Tuesday, March 31, 2009


The day's actions were acceptable, but I would have liked to seen more neutral flagging. Neutral flagging is a continuation pattern for the down side. Pronounced sell-offs create reactionary rallies. The funny thing was that the day was actually half and half. It looks like we could have an inside day or a continuation of the sell-off. I am short like you wouldn't believe, 25% of it from EOD Friday, and I refuse to cover because there is no reason to do so presently.

The financials, especially the insurers, are in a heap of pain and the breakaway is more pronounced in that sector more than any other sector (surprise!). The insurers, such as HIG, MET, LNC, PRU, and AFL most likely started a new leg down. BAC, WFC, JPM, C, PNC, COF, and STI have all broken down, forming major breakaway gaps.
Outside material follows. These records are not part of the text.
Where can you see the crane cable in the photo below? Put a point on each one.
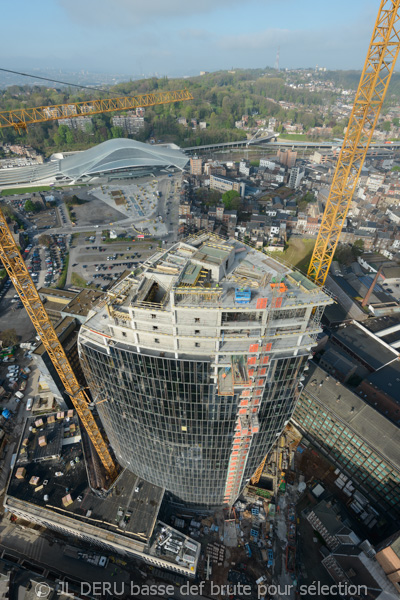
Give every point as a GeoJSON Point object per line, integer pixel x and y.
{"type": "Point", "coordinates": [86, 87]}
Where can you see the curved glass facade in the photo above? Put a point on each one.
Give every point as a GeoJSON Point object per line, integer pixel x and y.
{"type": "Point", "coordinates": [166, 422]}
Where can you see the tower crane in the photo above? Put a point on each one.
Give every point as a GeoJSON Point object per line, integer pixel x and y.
{"type": "Point", "coordinates": [19, 274]}
{"type": "Point", "coordinates": [374, 82]}
{"type": "Point", "coordinates": [20, 118]}
{"type": "Point", "coordinates": [378, 68]}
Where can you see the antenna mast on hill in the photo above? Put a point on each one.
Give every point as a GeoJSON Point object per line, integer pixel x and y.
{"type": "Point", "coordinates": [277, 60]}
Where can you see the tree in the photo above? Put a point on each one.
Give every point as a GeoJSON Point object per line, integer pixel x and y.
{"type": "Point", "coordinates": [31, 206]}
{"type": "Point", "coordinates": [8, 337]}
{"type": "Point", "coordinates": [45, 240]}
{"type": "Point", "coordinates": [231, 200]}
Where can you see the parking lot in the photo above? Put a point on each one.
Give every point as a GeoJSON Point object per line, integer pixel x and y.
{"type": "Point", "coordinates": [97, 263]}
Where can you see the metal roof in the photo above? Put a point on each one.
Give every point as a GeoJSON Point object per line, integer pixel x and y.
{"type": "Point", "coordinates": [121, 153]}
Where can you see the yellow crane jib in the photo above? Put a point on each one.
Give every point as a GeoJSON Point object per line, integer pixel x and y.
{"type": "Point", "coordinates": [21, 117]}
{"type": "Point", "coordinates": [19, 275]}
{"type": "Point", "coordinates": [374, 82]}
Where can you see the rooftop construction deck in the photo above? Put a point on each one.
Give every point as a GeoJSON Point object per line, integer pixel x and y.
{"type": "Point", "coordinates": [208, 272]}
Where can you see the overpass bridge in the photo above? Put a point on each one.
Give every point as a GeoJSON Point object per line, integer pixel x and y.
{"type": "Point", "coordinates": [265, 142]}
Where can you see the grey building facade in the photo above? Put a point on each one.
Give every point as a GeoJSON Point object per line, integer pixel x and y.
{"type": "Point", "coordinates": [195, 364]}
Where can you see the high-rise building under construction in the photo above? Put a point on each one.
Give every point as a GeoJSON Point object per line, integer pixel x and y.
{"type": "Point", "coordinates": [195, 364]}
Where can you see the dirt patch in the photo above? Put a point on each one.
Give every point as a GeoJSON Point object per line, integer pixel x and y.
{"type": "Point", "coordinates": [96, 212]}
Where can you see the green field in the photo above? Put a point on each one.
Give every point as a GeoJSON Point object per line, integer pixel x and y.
{"type": "Point", "coordinates": [78, 280]}
{"type": "Point", "coordinates": [12, 191]}
{"type": "Point", "coordinates": [298, 253]}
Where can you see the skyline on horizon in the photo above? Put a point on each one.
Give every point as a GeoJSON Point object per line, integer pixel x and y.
{"type": "Point", "coordinates": [131, 38]}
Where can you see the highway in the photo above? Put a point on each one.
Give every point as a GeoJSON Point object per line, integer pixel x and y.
{"type": "Point", "coordinates": [282, 144]}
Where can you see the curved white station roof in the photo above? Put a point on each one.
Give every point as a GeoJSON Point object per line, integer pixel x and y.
{"type": "Point", "coordinates": [112, 155]}
{"type": "Point", "coordinates": [121, 153]}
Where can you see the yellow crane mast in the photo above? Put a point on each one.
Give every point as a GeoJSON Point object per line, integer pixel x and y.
{"type": "Point", "coordinates": [374, 82]}
{"type": "Point", "coordinates": [21, 117]}
{"type": "Point", "coordinates": [19, 275]}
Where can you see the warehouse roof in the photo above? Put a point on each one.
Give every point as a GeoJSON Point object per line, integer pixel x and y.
{"type": "Point", "coordinates": [380, 433]}
{"type": "Point", "coordinates": [364, 345]}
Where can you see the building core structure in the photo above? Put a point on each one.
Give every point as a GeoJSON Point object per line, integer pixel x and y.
{"type": "Point", "coordinates": [195, 364]}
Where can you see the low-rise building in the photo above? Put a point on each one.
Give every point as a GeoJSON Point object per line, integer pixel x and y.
{"type": "Point", "coordinates": [52, 485]}
{"type": "Point", "coordinates": [354, 436]}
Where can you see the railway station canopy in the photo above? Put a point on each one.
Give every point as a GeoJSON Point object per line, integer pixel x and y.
{"type": "Point", "coordinates": [119, 156]}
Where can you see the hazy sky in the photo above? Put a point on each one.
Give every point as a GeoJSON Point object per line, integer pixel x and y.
{"type": "Point", "coordinates": [174, 37]}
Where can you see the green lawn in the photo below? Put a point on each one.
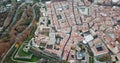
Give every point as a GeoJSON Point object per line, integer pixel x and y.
{"type": "Point", "coordinates": [23, 53]}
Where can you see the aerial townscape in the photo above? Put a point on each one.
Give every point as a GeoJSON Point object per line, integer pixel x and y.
{"type": "Point", "coordinates": [59, 31]}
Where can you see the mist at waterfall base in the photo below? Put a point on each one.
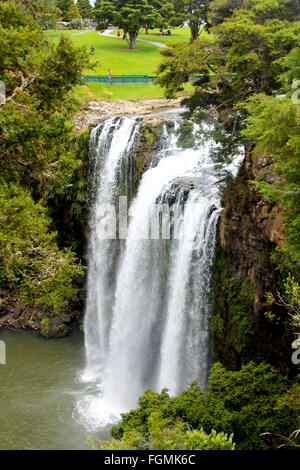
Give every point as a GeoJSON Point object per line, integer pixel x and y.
{"type": "Point", "coordinates": [148, 298]}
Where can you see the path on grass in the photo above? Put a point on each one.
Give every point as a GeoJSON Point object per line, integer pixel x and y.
{"type": "Point", "coordinates": [107, 33]}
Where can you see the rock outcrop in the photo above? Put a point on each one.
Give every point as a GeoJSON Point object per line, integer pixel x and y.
{"type": "Point", "coordinates": [245, 326]}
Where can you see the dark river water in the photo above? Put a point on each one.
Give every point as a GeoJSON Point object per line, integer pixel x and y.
{"type": "Point", "coordinates": [39, 390]}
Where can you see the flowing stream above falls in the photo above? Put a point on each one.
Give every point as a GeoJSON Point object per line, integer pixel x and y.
{"type": "Point", "coordinates": [148, 290]}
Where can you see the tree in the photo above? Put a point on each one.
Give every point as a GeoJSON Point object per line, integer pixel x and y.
{"type": "Point", "coordinates": [170, 434]}
{"type": "Point", "coordinates": [64, 6]}
{"type": "Point", "coordinates": [195, 12]}
{"type": "Point", "coordinates": [85, 8]}
{"type": "Point", "coordinates": [130, 15]}
{"type": "Point", "coordinates": [243, 55]}
{"type": "Point", "coordinates": [73, 12]}
{"type": "Point", "coordinates": [245, 403]}
{"type": "Point", "coordinates": [38, 159]}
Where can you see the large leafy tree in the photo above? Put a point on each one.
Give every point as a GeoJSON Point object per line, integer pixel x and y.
{"type": "Point", "coordinates": [243, 55]}
{"type": "Point", "coordinates": [194, 12]}
{"type": "Point", "coordinates": [64, 6]}
{"type": "Point", "coordinates": [130, 15]}
{"type": "Point", "coordinates": [73, 12]}
{"type": "Point", "coordinates": [38, 159]}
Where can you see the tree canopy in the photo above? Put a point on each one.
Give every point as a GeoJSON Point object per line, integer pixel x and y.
{"type": "Point", "coordinates": [130, 15]}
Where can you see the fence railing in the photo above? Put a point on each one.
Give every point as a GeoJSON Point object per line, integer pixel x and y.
{"type": "Point", "coordinates": [124, 79]}
{"type": "Point", "coordinates": [119, 79]}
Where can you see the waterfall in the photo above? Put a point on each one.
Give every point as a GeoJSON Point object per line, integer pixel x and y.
{"type": "Point", "coordinates": [148, 304]}
{"type": "Point", "coordinates": [111, 144]}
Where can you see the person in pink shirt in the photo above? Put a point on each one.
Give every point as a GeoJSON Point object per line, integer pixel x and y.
{"type": "Point", "coordinates": [109, 75]}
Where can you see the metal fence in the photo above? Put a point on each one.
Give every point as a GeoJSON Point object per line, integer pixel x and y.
{"type": "Point", "coordinates": [124, 79]}
{"type": "Point", "coordinates": [119, 79]}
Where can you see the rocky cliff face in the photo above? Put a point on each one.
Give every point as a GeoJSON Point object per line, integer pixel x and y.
{"type": "Point", "coordinates": [245, 327]}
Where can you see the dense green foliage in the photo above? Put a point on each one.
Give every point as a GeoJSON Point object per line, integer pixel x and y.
{"type": "Point", "coordinates": [40, 161]}
{"type": "Point", "coordinates": [85, 8]}
{"type": "Point", "coordinates": [244, 403]}
{"type": "Point", "coordinates": [194, 12]}
{"type": "Point", "coordinates": [170, 434]}
{"type": "Point", "coordinates": [274, 123]}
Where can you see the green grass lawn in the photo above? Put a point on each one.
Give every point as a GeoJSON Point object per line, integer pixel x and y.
{"type": "Point", "coordinates": [54, 34]}
{"type": "Point", "coordinates": [114, 53]}
{"type": "Point", "coordinates": [122, 92]}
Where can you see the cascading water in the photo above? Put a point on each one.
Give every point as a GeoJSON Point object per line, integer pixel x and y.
{"type": "Point", "coordinates": [111, 145]}
{"type": "Point", "coordinates": [148, 305]}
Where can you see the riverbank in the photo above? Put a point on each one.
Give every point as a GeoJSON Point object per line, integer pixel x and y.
{"type": "Point", "coordinates": [39, 391]}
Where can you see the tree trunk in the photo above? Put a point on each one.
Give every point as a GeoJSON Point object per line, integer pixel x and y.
{"type": "Point", "coordinates": [132, 40]}
{"type": "Point", "coordinates": [194, 27]}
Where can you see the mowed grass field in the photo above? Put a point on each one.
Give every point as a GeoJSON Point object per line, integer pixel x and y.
{"type": "Point", "coordinates": [113, 53]}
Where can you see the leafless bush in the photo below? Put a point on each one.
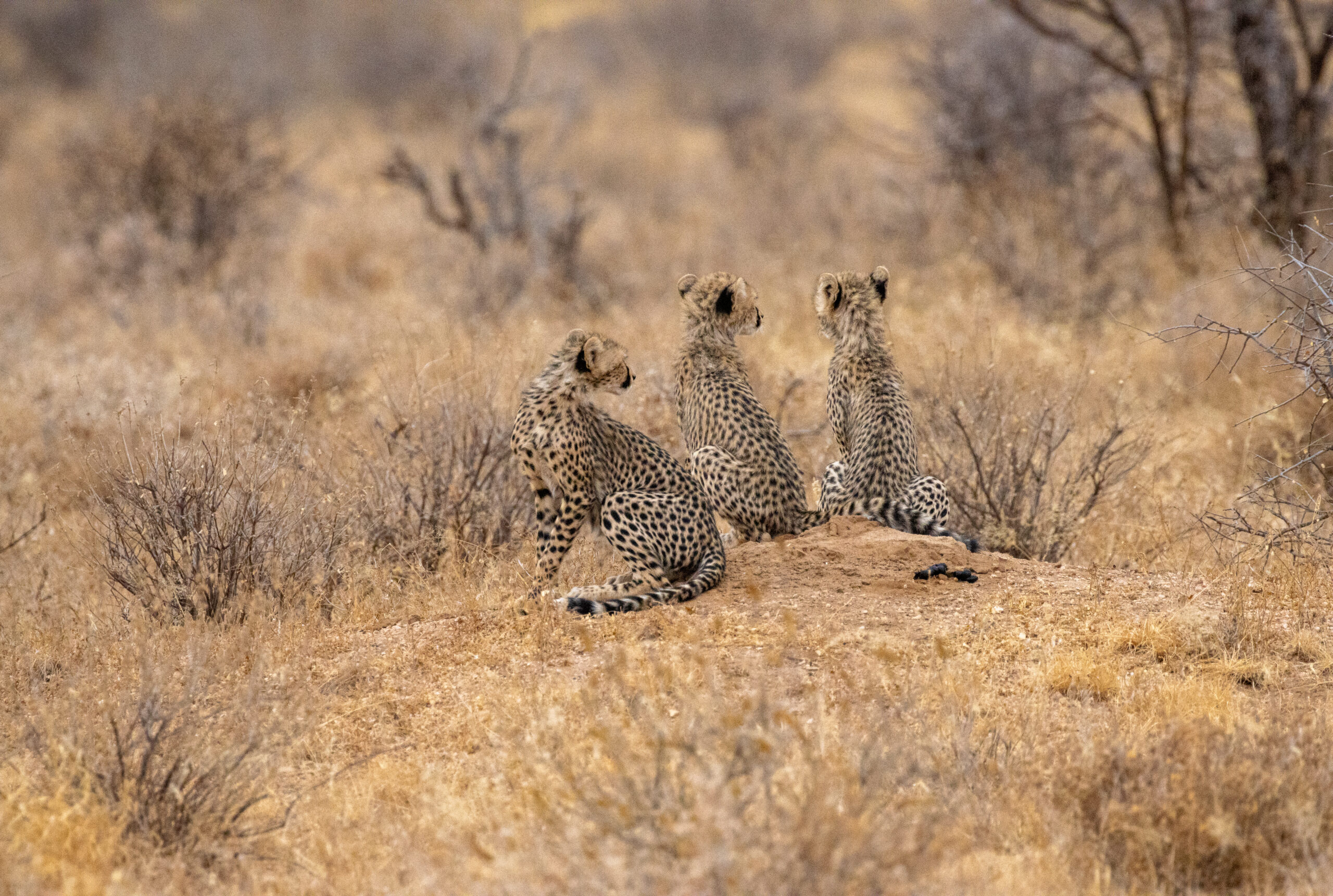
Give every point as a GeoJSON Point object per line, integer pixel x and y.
{"type": "Point", "coordinates": [183, 756]}
{"type": "Point", "coordinates": [172, 787]}
{"type": "Point", "coordinates": [441, 476]}
{"type": "Point", "coordinates": [194, 527]}
{"type": "Point", "coordinates": [1288, 509]}
{"type": "Point", "coordinates": [499, 195]}
{"type": "Point", "coordinates": [1048, 193]}
{"type": "Point", "coordinates": [1024, 469]}
{"type": "Point", "coordinates": [168, 191]}
{"type": "Point", "coordinates": [728, 62]}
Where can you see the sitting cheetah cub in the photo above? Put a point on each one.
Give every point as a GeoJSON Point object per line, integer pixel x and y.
{"type": "Point", "coordinates": [870, 411]}
{"type": "Point", "coordinates": [586, 466]}
{"type": "Point", "coordinates": [737, 452]}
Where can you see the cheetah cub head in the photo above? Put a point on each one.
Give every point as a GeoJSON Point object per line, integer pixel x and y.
{"type": "Point", "coordinates": [720, 302]}
{"type": "Point", "coordinates": [850, 302]}
{"type": "Point", "coordinates": [591, 363]}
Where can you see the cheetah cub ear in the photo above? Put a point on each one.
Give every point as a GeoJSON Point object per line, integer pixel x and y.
{"type": "Point", "coordinates": [880, 281]}
{"type": "Point", "coordinates": [589, 355]}
{"type": "Point", "coordinates": [827, 295]}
Looking at the rally from the start, the uptrend of many sectors are still intact. The financials are once again dragging the market down. To get the biggest bang for your buck, it's best to short the financials and not any other sector. However, don't trade them if you can't the volatility. The other sectors must follow the financials quickly for any meaningful decline to take place.


Damonleo said...

Could thursdays ruling on market to market be a market changer if the rule is relaxed? Any thoughts?

John C. Lee said...

Who knows. No one has ever encountered this situation before.